HelenaLC / CATALYST

Cytometry dATa anALYsis Tools
67 stars 30 forks source link

prepData on GatingSet #327

Closed FMartina87 closed 1 year ago

FMartina87 commented 1 year ago

Hello! First of all thank yo for this package: it is a complete and a very nice tool for cytof analysis. I have a question regarding the function prepData: I have a gatingset object (created from a .wsp file): would it be possible to apply the function to different subpopulations already gated doing something like:

CD4 <- gs_pop_get_data(gs_object, "CD4+")

sce_CD4 <-prepData(x = CD4, md = md, panel = panel, transform = TRUE)

CD8 <- gs_pop_get_data(gs_object, "CD8+")

sce_CD8 <-prepData(x = CD8, md = md, panel = panel, transform = TRUE)

HelenaLC commented 1 year ago

In principle, I think yes, this should be doable. prepData expects a flowSet or list of flowFrames as input. So if you can convert the GatingSet to that (which either flowCore or flowWorkspae probably support), that might do the trick. It might be simpler (and possibly also work better) to put the different populations (here, CD4 and CD8 etc.) in a single object (i.e., flowSet) with a corresponding metadata (md) table to annotate them. Also, I think you'd want transfrom = FALSE because gating is already performed on expression-like values (although I am not 100% sure what gs_pop_get_data will pull out, but I assume it's already transformed data)

HelenaLC commented 1 year ago

Closing as this seems to be resolved. Feel free to reopen/continue the discussion if not!

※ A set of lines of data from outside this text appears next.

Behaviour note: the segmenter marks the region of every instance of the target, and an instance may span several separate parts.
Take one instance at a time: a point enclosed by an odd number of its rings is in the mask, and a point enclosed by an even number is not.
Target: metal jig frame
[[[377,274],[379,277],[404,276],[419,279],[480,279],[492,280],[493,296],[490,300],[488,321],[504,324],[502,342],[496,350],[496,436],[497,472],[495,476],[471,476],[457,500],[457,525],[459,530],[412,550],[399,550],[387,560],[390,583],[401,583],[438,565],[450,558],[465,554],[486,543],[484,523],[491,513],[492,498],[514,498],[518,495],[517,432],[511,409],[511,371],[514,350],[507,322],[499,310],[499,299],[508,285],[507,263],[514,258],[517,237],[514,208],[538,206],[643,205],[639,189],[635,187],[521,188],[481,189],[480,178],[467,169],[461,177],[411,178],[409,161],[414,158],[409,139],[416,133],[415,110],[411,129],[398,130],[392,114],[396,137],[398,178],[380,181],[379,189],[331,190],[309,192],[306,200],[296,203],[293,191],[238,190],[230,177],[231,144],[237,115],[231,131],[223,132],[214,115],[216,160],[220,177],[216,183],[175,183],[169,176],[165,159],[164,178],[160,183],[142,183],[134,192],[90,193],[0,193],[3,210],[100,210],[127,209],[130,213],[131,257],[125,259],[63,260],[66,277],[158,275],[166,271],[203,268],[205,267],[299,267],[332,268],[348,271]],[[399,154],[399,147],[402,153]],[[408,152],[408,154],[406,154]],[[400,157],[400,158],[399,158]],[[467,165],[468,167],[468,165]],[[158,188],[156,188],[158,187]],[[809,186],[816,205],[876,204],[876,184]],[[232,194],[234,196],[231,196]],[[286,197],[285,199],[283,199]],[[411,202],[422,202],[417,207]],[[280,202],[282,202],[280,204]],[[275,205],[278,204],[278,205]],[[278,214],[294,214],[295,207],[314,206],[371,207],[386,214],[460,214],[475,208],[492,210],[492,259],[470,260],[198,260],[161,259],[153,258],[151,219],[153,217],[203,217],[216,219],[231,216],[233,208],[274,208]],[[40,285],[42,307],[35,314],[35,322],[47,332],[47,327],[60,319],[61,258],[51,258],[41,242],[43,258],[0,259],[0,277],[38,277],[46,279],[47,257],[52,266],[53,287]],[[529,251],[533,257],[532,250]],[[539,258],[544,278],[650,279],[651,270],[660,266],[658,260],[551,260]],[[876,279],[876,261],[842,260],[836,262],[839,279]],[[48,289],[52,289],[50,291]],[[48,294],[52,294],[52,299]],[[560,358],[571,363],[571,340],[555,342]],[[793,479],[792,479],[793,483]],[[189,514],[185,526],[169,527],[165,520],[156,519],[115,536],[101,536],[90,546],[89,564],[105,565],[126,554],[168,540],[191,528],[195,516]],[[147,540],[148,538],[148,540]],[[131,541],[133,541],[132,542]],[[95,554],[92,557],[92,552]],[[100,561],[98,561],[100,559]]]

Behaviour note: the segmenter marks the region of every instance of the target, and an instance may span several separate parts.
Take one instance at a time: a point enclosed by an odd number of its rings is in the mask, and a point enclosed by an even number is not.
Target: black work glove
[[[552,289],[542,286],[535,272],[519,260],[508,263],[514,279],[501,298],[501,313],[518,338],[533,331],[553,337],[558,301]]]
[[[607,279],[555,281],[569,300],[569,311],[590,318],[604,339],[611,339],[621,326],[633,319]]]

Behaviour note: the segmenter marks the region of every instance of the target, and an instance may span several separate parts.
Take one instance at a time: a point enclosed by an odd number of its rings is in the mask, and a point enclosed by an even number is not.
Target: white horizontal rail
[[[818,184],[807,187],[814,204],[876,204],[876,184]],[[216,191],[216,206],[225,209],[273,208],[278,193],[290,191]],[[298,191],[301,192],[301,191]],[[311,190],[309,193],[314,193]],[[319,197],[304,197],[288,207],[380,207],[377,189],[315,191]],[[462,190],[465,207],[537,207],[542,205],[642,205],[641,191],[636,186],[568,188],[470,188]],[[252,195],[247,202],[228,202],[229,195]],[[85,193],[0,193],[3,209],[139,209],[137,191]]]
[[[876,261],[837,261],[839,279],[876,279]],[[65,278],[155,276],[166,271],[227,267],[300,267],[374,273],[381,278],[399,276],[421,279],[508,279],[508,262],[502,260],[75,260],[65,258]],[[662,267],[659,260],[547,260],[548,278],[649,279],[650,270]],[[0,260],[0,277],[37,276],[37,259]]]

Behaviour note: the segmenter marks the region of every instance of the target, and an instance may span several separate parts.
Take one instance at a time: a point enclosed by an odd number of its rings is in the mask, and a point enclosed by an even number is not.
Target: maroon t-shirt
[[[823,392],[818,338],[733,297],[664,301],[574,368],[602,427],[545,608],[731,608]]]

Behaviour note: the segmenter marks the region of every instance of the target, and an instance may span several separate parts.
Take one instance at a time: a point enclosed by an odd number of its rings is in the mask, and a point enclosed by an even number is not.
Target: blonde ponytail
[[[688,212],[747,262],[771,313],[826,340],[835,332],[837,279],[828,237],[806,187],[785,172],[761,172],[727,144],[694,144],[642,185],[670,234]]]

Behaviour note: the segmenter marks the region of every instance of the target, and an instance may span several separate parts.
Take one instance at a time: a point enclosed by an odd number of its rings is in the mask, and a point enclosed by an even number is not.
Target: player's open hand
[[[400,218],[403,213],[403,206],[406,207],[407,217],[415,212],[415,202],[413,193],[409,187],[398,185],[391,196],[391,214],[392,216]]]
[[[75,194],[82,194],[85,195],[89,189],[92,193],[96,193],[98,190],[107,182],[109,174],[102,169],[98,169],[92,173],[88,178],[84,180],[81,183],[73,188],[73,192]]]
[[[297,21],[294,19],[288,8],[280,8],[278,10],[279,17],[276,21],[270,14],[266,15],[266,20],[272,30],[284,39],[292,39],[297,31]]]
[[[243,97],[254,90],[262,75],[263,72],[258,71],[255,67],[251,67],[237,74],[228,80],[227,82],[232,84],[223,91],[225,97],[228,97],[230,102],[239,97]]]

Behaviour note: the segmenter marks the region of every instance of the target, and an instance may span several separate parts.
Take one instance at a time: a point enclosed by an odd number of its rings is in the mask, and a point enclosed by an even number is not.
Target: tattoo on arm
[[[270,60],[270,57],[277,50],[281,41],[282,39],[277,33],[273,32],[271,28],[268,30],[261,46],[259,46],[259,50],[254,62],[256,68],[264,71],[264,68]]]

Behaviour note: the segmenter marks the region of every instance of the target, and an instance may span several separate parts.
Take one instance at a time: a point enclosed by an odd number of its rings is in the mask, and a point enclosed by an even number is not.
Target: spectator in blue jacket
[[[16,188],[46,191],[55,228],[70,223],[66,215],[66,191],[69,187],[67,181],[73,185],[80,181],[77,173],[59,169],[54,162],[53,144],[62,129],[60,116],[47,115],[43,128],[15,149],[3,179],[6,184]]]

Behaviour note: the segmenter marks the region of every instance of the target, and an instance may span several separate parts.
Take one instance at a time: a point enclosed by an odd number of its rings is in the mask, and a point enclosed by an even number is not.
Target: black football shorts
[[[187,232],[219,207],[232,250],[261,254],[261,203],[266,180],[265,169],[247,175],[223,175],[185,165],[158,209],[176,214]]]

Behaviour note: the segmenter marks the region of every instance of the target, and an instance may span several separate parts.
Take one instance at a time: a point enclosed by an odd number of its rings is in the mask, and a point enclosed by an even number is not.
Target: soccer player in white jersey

FMartina87 commented 1 year ago

Hi! Sorry for not replying sooner and thank you for your comment. I indeed tried the solution you proposed (I created a cytoset/flowset taking the data of the populations of interest) and It worked -meaning I can run the prepData function).

i have a couple of issues left:

-I was trying to understand though what you meant by "it might be simpler (and possibly also work better) to put the different populations (here, CD4 and CD8 etc.) in a single object (i.e., flowSet) with a corresponding metadata (md) table to annotate them". I thought the md dataframe was to annotate the samples, not the populations... Or is there something I did not understand correctly? Thank you again for your help!

HelenaLC commented 1 year ago
  1. The input data are assumed to be counts, so if you are calling prepData with transform = FALSE, the only available assay will be called "counts". Now, if this is already transformed data, you should simply rename the assay via assayNames(sce) <- "exprs" as "exprs" is, by default, expected by most visualizations.
  2. The md table is generally used to annotate cells. In the original workflow where each FCS corresponds to one sample, metadata are replicated across cells of the corresponding sample. In your case, you can simply annotate whatever you like via specifying colData entries in the SCE, after its construction. Alternatively, you can provide a md table to annotate the subpopulations. Briefly: It doesn't matter if the flowFrames are samples, patients, batches, subpopulations etc. - they are simply treated as containing cells with the same metadata when calling prepData.